Learnable wavelet neural networks for cosmological inference
This work addresses the need for efficient and interpretable methods in cosmological data analysis, particularly for expensive simulations, but it is incremental as it builds on existing scattering transform techniques.
The authors tackled the problem of cosmological inference and marginalization over astrophysical effects by applying learnable wavelet neural networks, finding that these scattering architectures outperform CNNs, especially with small training data samples, and also developed an interpretable lightweight model.

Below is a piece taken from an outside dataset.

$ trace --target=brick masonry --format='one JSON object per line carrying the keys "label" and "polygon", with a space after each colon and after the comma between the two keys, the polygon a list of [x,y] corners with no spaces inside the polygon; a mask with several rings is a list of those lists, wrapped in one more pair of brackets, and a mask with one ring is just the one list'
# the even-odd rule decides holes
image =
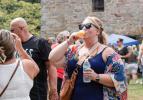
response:
{"label": "brick masonry", "polygon": [[78,31],[87,16],[97,16],[111,33],[143,34],[143,0],[105,0],[104,12],[92,11],[92,0],[41,0],[41,36]]}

Convolutional neural networks (CNNs) have been shown to both extract more information than the traditional two-point statistics from cosmological fields, and marginalise over astrophysical effects extremely well. However, CNNs require large amounts of training data, which is potentially problematic in the domain of expensive cosmological simulations, and it is difficult to interpret the network. In this work we apply the learnable scattering transform, a kind of convolutional neural network that uses trainable wavelets as filters, to the problem of cosmological inference and marginalisation over astrophysical effects. We present two models based on the scattering transform, one constructed for performance, and one constructed for interpretability, and perform a comparison with a CNN. We find that scattering architectures are able to outperform a CNN, significantly in the case of small training data samples. Additionally we present a lightweight scattering network that is highly interpretable.